[NoSQL] 01, NoSQL Foundation 04/27 Update SLTechnology News&Howtos

[NoSQL] 01, NoSQL Foundation

2025-04-27 Update From: SLTechnology News&Howtos shulou NAV: SLTechnology News&Howtos > Database >

Shulou(Shulou.com)06/01 Report--

1. ACID, Distributed, CAP, BASE Theory

Relational databases follow ACID rules

A transaction in English is a transaction, which is similar to a transaction in the real world. It has four characteristics:

A (Atomicity) atomicity

Atomicity is easy to understand, that is, all operations in the transaction are either completed or not done. The condition for the success of the transaction is that all operations in the transaction are successful. As long as one operation fails, the whole transaction fails and needs to be rolled back.

For example, bank transfer, from account A to 100 yuan to account B, is divided into two steps: 1) take 100 yuan from account A;2) deposit 100 yuan to account B. These two steps are either completed together or not completed together. If only the first step is completed and the second step fails, the money will be inexplicably less than 100 yuan.

C (Consistency)

Consistency is also easy to understand, that is, the database should always be in a consistent state, and the operation of transactions will not change the original consistency constraints of the database.

For example, the existing integrity constraint a+b=10, if a transaction changes a, then b must be changed, so that the transaction still satisfies a+b=10, otherwise the transaction fails.

I (Isolation) Independence or Isolation

Independence means that concurrent transactions do not affect each other. If one transaction accesses data that is being modified by another transaction, the data it accesses is not affected by the uncommitted transaction as long as the other transaction is not committed.

For example, there is an existing transaction that transfers 100 yuan from account A to account B. In the case that this transaction has not been completed, if B queries his own account at this time, he cannot see the newly added 100 yuan.

D (Durability)

Persistence means that once a transaction is committed, its changes will be permanently stored in the database and will not be lost even if there is an outage.

distributed system

A distributed system consists of multiple computers and communicating software components connected through a computer network (local area network or wide area network).

Distributed systems are software systems built on networks. Because of the nature of software, distributed systems are highly cohesive and transparent.

Thus, the difference between a network and a distributed system lies more in high-level software (especially the operating system) than in hardware.

Distributed systems can be used on different platforms such as PCs, workstations, local area network and wide area network.
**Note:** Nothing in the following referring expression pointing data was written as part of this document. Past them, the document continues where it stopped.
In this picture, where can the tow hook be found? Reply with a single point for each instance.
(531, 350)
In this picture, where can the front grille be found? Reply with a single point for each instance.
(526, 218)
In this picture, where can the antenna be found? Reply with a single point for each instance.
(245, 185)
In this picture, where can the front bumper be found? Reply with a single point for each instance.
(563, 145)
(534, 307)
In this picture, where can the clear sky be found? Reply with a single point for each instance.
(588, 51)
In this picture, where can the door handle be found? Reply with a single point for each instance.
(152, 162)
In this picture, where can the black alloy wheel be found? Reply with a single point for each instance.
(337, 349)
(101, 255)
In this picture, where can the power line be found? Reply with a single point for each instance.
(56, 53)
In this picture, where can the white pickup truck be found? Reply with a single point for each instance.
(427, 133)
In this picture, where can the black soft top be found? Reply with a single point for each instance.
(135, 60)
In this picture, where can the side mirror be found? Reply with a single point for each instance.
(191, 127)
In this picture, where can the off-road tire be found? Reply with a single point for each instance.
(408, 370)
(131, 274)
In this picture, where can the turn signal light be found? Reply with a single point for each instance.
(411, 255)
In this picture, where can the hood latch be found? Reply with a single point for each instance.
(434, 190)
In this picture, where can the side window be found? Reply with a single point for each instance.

Advantages of Distributed Computing

Reliability (fault tolerance):

An important advantage in distributed computing systems is reliability. A system crash on one server does not affect the rest of the servers.

Scalability:

More machines can be added to distributed computing systems as needed.

Resource sharing:

Shared data is essential for applications such as banking and reservation systems.

Flexibility:

Since the system is very flexible, it is easy to install, implement and debug new services.

Faster speed:

A distributed computing system can have the computing power of multiple computers, making it faster than other systems.

Open systems:

Because it is an open system, the service can be accessed locally or remotely.

Higher performance:

Cluster can provide higher performance (and better price/performance ratio) than centralized computer networks.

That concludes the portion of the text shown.